NUM_EPOCHS_LONG = 30

print("--- Starting LONG Training (30 Epochs) to demonstrate overfitting ---")

for epoch in range(NUM_EPOCHS_LONG):
    model_long_run.train()
    current_train_loss = 0.0
    for images, labels in train_loader: 
        outputs = model_long_run(images)
        loss = loss_fn_long_run(outputs, labels)
        optimizer_long_run.zero_grad()
        loss.backward()
        optimizer_long_run.step()
        current_train_loss += loss.item() * images.size(0)
    
    epoch_train_loss = current_train_loss / len(train_loader.dataset)
    long_train_losses.append(epoch_train_loss)

    model_long_run.eval()
    current_val_loss = 0.0
    correct = 0
    total = 0
    with torch.no_grad():
        for images, labels in val_loader:
            outputs = model_long_run(images)
            loss = loss_fn_long_run(outputs, labels)
            current_val_loss += loss.item() * images.size(0)
            _, predicted = torch.max(outputs.data, 1)
            total += labels.size(0)
            correct += (predicted == labels).sum().item()

    epoch_val_loss = current_val_loss / len(val_loader.dataset)
    long_val_losses.append(epoch_val_loss)
    epoch_val_acc = 100 * correct / total
    long_val_accuracies.append(epoch_val_acc)
    
    # We log everything, even if the results don't change much
    print(f"Epoch {epoch+1}/{NUM_EPOCHS_LONG} | Train Loss: {epoch_train_loss:.4f} | Val Loss: {epoch_val_loss:.4f} | Val Acc: {epoch_val_acc:.2f}%")

print("--- Long Training Finished ---")

### Plotting the Overfitting Example

Now let's plot the 30-epoch run. Pay close attention to the loss graph.

In [None]:
fig, (ax1, ax2) = plt.subplots(2, 1, figsize=(10, 10))

# Plot 1: Training & Validation Loss (30 Epochs)
ax1.plot(long_train_losses, label='Training Loss')
ax1.plot(long_val_losses, label='Validation Loss')
ax1.set_title('Training vs. Validation Loss (30 Epochs)')
ax1.set_xlabel('Epoch')
ax1.set_ylabel('Loss')
ax1.legend()
ax1.grid(True)

# Plot 2: Validation Accuracy (30 Epochs)
ax2.plot(long_val_accuracies, label='Validation Accuracy', color='green')
ax2.set_title('Validation Accuracy (30 Epochs)')
ax2.set_xlabel('Epoch')
ax2.set_ylabel('Accuracy (%)')
ax2.legend()
ax2.grid(True)

plt.tight_layout()
plt.show()

### Analysis of the Plots

Look at the 'Training vs. Validation Loss' plot. You can clearly see:

1.  **Training Loss** (blue line) consistently goes down. The model is getting better and better at matching the training data.
2.  **Validation Loss** (orange line) goes down for the first ~10-15 epochs, but then it **starts to rise again**. 

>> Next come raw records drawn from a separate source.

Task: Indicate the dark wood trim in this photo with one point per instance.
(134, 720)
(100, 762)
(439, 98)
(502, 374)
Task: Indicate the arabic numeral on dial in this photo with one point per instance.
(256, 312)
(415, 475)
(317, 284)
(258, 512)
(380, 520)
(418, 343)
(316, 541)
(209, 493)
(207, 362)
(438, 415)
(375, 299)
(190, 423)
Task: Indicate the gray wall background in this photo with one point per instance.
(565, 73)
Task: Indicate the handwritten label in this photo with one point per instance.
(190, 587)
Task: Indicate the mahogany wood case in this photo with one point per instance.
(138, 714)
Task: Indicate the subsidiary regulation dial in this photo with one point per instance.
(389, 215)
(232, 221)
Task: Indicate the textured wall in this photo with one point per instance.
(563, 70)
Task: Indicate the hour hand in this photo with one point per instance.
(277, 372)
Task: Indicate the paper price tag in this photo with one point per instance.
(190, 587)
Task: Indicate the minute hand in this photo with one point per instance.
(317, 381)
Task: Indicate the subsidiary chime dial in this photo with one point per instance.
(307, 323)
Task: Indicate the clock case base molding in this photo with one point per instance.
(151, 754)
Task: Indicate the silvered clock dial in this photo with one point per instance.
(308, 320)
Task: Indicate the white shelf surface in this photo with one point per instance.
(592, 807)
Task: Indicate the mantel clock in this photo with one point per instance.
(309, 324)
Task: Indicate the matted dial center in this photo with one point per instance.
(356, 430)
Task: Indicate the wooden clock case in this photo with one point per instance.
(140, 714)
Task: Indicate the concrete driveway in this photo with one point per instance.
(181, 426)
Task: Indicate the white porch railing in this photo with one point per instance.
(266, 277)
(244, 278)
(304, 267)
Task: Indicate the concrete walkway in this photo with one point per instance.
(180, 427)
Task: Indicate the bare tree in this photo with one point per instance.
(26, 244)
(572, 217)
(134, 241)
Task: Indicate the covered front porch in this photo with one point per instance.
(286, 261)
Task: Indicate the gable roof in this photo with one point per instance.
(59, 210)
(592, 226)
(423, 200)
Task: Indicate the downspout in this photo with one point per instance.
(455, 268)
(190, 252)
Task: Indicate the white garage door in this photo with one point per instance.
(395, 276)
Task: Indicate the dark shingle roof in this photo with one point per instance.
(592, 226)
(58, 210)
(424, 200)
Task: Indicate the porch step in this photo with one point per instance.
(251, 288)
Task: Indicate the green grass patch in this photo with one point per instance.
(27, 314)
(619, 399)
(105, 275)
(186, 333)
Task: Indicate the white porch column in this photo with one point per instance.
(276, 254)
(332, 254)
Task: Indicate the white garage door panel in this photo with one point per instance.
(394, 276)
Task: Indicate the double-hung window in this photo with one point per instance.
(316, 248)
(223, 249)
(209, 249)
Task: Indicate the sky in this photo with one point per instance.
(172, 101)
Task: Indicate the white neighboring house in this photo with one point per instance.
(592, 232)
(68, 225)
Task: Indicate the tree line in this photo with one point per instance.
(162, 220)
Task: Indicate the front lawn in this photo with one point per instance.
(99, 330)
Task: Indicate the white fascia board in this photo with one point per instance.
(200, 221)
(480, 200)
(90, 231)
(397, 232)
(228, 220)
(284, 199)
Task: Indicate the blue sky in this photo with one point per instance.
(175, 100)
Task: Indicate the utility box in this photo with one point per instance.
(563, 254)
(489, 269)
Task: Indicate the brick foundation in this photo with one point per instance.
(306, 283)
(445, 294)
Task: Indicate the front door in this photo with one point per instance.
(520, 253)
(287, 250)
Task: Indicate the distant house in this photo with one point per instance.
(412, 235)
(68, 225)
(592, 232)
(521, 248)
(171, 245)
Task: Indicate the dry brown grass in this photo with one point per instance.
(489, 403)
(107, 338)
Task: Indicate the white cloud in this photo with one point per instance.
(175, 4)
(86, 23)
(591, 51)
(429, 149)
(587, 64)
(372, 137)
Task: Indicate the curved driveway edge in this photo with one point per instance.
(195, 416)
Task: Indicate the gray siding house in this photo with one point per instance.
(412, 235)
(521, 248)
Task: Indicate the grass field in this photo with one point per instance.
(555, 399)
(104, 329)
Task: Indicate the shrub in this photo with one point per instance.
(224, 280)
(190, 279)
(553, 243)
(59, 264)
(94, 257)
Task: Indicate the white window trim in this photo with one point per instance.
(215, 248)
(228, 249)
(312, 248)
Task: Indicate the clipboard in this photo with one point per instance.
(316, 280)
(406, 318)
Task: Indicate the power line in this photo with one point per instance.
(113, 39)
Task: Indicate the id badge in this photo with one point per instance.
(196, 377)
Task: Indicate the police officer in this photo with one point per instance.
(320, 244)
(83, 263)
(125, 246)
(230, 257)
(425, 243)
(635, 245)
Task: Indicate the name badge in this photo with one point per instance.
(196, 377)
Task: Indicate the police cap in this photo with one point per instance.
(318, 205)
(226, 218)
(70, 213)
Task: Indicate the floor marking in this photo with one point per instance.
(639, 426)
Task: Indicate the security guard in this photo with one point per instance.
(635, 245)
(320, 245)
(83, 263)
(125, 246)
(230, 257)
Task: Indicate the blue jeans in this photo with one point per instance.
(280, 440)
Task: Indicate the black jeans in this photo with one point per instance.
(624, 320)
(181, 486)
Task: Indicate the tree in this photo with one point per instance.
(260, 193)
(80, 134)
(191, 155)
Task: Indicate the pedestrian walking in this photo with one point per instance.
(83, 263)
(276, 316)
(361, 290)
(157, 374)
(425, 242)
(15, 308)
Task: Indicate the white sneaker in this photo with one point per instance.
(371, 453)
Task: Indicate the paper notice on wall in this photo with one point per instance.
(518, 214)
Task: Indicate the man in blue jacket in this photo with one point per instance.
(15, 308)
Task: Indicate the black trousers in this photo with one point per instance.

**This inflection point is where overfitting begins.** The model is now learning the *noise* of the training set, not the *pattern* of digits. Its performance on unseen validation data gets worse.

**Early Stopping** is the simple technique of monitoring the validation loss and stopping the training (and saving the model) at the epoch where the validation loss was at its **minimum** (around epoch 10-15 in this graph), not at the end.